Os puzzles são sempre demasiado acessíveis. As sequências de plataformas começam bem (o controlo da Alice é bastante bom) mas nunca conseguem apresentar novos desafios, caindo na repetição. O combate acaba por ser um dos aspectos mais gratificantes (exceptuando o sistema de lock da camera que muitas vezes falha) mas também ele cai na repetição porque é usado grande parte das vezes como um filler para estender a duração do jogo.

Depois há o level design… que é do mais desinspirado que já vi, dá a sensação de que construíram primeiro os cenários e só depois tentaram montar níveis a partir desse modelo, aliás todo o jogo transmite-me essa sensação. Há uma ideia central que originou o projecto (a direcção artística) e o resto foi pensado posteriormente sem grande cuidado.
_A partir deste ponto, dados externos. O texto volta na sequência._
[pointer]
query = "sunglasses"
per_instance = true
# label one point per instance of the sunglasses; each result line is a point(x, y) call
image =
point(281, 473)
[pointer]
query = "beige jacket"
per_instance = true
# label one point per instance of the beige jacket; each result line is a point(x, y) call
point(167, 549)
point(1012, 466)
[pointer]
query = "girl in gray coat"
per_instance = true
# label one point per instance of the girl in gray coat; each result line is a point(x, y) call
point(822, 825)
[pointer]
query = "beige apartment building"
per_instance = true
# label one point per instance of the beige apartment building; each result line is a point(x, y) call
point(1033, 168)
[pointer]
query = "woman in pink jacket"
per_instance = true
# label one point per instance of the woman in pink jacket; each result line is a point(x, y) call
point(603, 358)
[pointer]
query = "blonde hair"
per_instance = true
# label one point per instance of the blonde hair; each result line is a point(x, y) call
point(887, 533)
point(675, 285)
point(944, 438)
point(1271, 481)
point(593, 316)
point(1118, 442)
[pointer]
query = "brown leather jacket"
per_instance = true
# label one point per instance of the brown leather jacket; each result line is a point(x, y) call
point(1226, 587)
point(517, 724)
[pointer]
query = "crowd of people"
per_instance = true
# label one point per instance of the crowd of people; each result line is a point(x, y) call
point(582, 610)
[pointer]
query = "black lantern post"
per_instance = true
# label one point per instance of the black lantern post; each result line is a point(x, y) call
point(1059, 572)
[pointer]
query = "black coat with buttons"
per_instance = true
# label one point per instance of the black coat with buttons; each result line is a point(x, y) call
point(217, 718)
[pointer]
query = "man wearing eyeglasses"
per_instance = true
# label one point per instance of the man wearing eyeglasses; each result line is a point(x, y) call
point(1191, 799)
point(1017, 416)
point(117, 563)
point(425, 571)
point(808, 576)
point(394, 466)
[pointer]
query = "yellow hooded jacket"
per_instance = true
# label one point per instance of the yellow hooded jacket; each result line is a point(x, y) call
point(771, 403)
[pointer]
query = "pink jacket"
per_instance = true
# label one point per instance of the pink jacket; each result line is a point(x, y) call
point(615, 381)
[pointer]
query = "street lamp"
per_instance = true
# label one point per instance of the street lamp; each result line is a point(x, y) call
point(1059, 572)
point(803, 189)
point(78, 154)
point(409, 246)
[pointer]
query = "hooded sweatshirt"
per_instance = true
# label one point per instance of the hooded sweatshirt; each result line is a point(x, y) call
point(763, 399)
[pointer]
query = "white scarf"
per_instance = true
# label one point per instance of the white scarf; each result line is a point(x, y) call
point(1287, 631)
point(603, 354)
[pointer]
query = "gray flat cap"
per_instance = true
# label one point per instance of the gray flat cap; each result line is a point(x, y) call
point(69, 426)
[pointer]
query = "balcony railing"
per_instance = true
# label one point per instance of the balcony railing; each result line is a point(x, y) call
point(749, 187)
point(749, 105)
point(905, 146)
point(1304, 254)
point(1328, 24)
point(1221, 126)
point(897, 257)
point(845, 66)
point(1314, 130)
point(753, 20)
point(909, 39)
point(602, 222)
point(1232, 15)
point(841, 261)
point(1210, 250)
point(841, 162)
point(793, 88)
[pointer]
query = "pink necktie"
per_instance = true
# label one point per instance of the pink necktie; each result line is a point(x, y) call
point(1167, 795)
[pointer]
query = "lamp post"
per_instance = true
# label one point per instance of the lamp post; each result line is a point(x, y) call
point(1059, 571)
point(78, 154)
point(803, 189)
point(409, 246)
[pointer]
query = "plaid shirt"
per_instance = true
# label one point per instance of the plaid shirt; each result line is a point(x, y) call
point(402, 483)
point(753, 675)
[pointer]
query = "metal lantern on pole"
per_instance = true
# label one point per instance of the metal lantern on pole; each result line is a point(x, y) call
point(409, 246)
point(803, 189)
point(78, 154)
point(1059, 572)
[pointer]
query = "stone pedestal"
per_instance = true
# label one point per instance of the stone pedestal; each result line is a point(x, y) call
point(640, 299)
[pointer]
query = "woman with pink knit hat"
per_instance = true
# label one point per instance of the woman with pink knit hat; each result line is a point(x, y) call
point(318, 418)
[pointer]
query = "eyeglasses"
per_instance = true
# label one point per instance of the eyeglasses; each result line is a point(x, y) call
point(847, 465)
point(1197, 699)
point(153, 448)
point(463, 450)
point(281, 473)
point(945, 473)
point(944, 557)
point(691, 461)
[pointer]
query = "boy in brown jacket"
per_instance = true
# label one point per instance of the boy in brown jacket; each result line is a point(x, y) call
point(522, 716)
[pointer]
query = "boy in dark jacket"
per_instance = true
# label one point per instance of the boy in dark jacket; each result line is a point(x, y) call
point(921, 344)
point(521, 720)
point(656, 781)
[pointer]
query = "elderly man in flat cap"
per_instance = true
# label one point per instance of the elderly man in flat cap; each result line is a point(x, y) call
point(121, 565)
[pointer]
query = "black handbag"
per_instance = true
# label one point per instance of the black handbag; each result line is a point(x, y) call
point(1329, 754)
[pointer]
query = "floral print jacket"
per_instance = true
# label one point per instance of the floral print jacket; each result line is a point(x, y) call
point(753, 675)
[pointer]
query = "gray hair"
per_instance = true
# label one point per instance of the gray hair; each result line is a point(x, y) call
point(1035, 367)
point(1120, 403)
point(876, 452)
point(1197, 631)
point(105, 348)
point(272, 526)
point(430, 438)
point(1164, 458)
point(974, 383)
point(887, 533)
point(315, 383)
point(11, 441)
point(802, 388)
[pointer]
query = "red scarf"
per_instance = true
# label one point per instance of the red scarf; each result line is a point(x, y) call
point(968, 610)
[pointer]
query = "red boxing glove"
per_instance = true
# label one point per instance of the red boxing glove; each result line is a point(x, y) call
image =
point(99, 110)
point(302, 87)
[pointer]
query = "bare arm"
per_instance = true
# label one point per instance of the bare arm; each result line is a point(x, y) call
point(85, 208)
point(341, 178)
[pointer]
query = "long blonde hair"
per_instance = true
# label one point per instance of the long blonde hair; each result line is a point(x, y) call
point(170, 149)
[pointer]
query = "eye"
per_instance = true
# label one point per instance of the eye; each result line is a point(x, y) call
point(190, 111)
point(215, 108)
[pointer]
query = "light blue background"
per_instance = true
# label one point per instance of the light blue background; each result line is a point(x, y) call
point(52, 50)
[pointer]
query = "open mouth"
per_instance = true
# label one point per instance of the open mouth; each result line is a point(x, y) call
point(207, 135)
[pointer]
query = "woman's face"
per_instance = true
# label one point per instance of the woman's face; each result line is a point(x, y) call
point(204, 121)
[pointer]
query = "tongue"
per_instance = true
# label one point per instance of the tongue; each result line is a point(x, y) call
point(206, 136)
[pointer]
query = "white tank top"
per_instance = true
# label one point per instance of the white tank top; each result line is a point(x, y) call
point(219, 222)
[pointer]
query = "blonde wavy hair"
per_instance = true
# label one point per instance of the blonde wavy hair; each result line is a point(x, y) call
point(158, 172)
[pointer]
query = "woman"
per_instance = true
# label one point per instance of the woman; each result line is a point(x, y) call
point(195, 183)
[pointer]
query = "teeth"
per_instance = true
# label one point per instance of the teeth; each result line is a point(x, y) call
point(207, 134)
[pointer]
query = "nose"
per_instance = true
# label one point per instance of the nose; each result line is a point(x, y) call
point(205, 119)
Visualmente é especial, não em termos técnicos já que é o UE3 já mais que gasto (se bem que o cabelo da Alice é uma coisa fantástica) mas na sua arte. À semelhança do que o seu predecessor fez em 2000, Alice Madness Returns tem um estilo próprio muito solidificado e pensado desde o inicio. Se nos outros aspectos em que isso não acontece ele falha, aqui pelo contrário brilha, e muito. Toda a atmosfera é especial, o isolamento do jogador, a história que chega retalhada a espaços como um puzzle, a música que às vezes cai numa repetição quase mecânica, as imagens anormais e surreais e os próprios problemas de ritmo e repetição (que desgastam o jogador) ajudam à entrada do jogador num mundo de loucura com breves traços de genialidade.
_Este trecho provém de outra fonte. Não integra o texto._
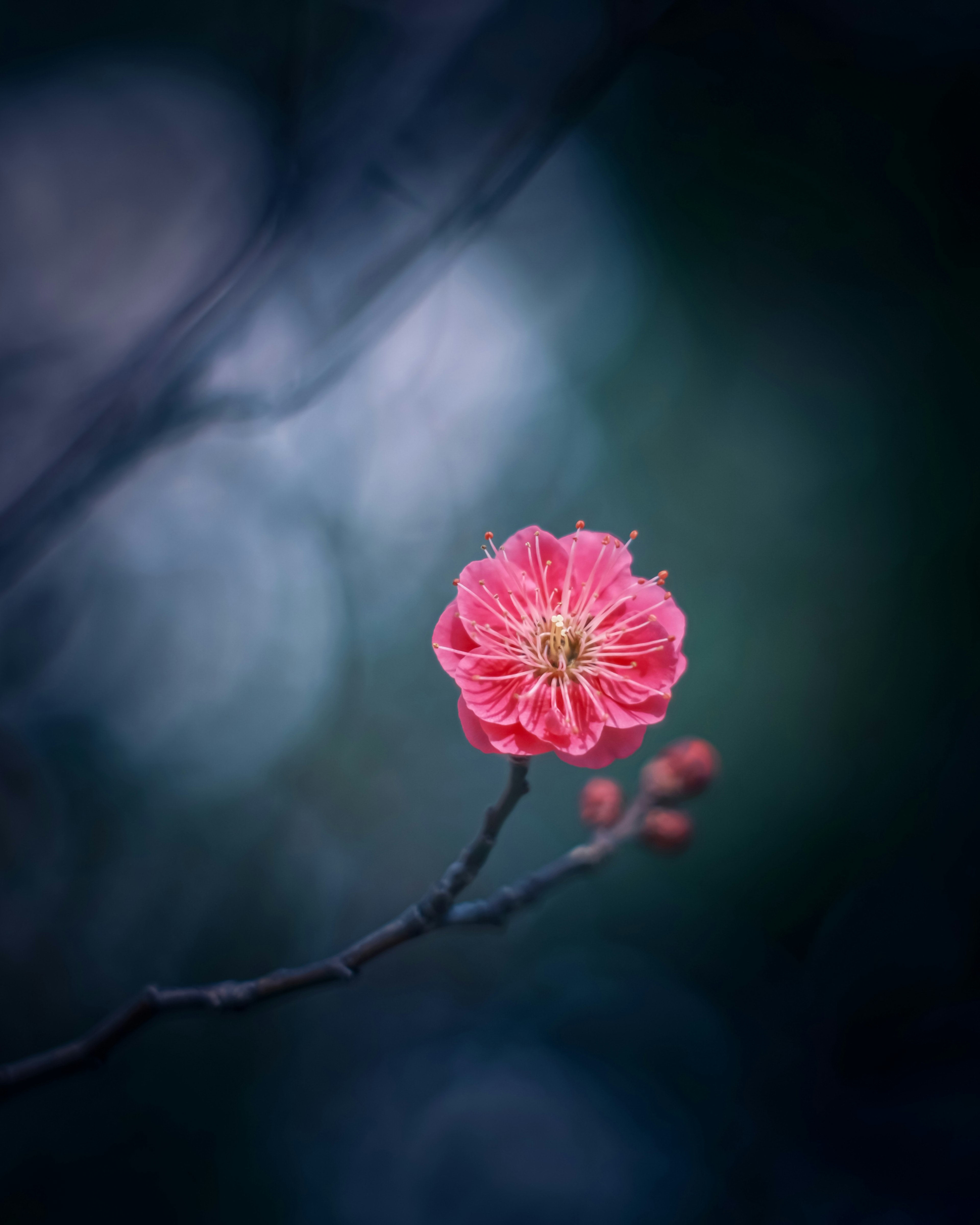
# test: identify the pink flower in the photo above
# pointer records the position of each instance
(555, 646)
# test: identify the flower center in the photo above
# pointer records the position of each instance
(560, 644)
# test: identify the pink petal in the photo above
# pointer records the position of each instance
(491, 688)
(473, 728)
(491, 738)
(651, 710)
(613, 574)
(578, 736)
(613, 744)
(450, 634)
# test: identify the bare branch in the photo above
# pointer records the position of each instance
(152, 1001)
(504, 902)
(437, 909)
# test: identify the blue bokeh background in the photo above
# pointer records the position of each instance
(734, 309)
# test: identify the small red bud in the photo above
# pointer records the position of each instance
(680, 771)
(601, 802)
(667, 831)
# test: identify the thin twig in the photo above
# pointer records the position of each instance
(434, 911)
(504, 902)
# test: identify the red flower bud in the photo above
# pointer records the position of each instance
(667, 831)
(601, 803)
(680, 771)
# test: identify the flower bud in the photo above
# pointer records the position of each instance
(680, 771)
(668, 831)
(601, 803)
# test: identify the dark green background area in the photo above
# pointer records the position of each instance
(782, 1026)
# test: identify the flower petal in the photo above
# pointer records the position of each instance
(451, 635)
(613, 744)
(473, 728)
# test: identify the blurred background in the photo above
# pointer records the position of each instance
(297, 301)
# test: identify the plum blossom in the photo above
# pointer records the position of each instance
(558, 647)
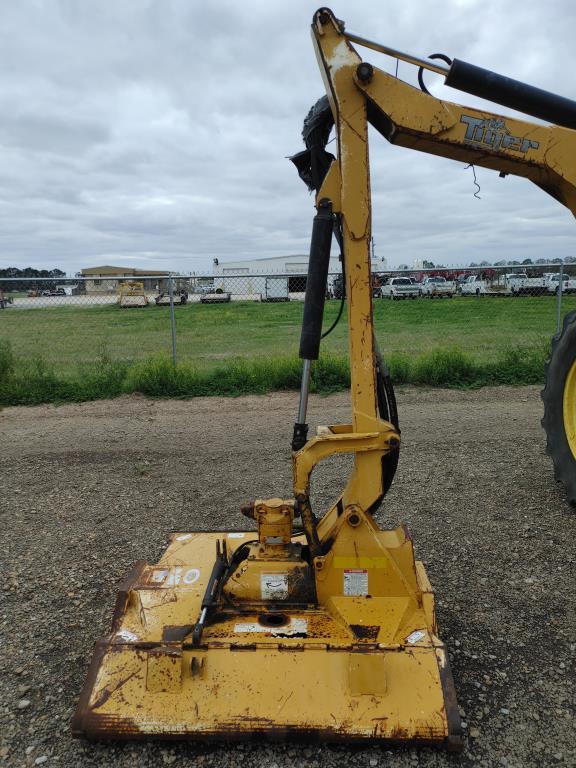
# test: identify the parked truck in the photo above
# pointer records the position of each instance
(399, 288)
(437, 287)
(495, 285)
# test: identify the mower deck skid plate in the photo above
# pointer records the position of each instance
(272, 671)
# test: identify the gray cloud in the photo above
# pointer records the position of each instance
(156, 132)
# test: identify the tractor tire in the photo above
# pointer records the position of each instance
(559, 396)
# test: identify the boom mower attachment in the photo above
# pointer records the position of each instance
(326, 630)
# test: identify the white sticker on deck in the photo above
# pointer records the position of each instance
(274, 586)
(294, 627)
(171, 577)
(355, 582)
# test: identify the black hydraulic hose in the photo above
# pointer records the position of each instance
(316, 281)
(340, 240)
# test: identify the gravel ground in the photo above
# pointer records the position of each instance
(88, 489)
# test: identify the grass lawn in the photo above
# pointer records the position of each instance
(209, 334)
(77, 353)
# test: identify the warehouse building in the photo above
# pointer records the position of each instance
(107, 279)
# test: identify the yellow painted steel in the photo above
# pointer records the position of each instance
(270, 633)
(569, 408)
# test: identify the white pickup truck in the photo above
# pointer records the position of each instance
(400, 288)
(568, 283)
(437, 287)
(501, 285)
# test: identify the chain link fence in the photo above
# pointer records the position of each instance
(67, 327)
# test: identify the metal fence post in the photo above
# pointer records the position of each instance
(172, 318)
(559, 299)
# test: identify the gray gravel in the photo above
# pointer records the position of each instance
(86, 490)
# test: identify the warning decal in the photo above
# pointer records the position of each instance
(274, 586)
(355, 582)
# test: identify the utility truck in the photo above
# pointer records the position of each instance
(435, 287)
(399, 288)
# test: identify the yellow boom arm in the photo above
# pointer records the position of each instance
(360, 94)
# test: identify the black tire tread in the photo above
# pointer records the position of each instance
(561, 359)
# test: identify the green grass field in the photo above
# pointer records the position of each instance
(240, 347)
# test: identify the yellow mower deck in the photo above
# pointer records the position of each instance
(358, 667)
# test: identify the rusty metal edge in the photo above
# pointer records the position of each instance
(123, 730)
(101, 647)
(455, 738)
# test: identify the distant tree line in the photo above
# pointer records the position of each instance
(44, 278)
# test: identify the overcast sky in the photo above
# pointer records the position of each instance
(154, 133)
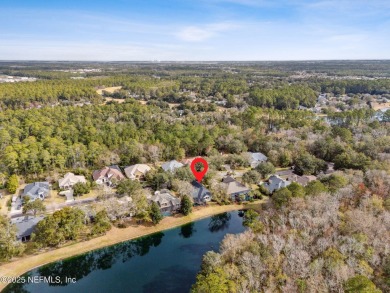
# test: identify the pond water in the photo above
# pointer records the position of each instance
(167, 261)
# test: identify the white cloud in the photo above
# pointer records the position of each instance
(202, 33)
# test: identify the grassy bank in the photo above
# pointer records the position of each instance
(21, 265)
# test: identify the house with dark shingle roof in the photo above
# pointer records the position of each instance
(235, 188)
(137, 171)
(108, 175)
(25, 226)
(171, 166)
(36, 190)
(166, 201)
(70, 179)
(302, 180)
(275, 182)
(255, 159)
(200, 194)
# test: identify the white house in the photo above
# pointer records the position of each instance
(70, 179)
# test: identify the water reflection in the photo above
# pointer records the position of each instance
(219, 222)
(172, 267)
(81, 266)
(187, 230)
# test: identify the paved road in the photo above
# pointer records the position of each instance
(55, 207)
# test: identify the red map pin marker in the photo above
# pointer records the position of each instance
(199, 174)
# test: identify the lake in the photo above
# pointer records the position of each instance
(167, 261)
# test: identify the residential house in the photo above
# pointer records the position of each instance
(69, 180)
(200, 194)
(255, 159)
(36, 190)
(275, 182)
(137, 171)
(108, 175)
(302, 180)
(166, 201)
(187, 161)
(25, 226)
(235, 188)
(171, 166)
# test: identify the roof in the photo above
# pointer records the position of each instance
(256, 157)
(199, 192)
(188, 161)
(131, 170)
(71, 179)
(165, 197)
(25, 225)
(228, 179)
(34, 190)
(234, 187)
(303, 180)
(275, 182)
(171, 165)
(108, 172)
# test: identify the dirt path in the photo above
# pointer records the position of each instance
(115, 235)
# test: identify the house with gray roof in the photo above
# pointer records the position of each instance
(255, 159)
(166, 201)
(275, 182)
(171, 166)
(302, 180)
(108, 175)
(36, 190)
(137, 171)
(235, 188)
(70, 179)
(200, 194)
(25, 226)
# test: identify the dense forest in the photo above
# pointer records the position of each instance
(329, 236)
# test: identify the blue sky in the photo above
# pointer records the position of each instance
(198, 30)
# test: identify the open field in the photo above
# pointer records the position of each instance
(115, 235)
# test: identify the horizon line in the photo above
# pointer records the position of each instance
(191, 61)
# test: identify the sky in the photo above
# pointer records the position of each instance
(194, 30)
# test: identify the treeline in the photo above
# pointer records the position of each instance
(341, 87)
(286, 97)
(329, 241)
Esses momentos de génio são raros, mas estão lá, como por exemplo no divinal inicio do 4º capitulo e em alguns momentos em Londres. São esses pequenos momentos que me deixaram triste e desiludido pelo que o jogo poderia ter sido. Mas a diferença entre genialidade e loucura é muito ténue e Alice: Madness Returns infelizmente é um caso clínico aparentemente sem cura à vista para muita pena minha.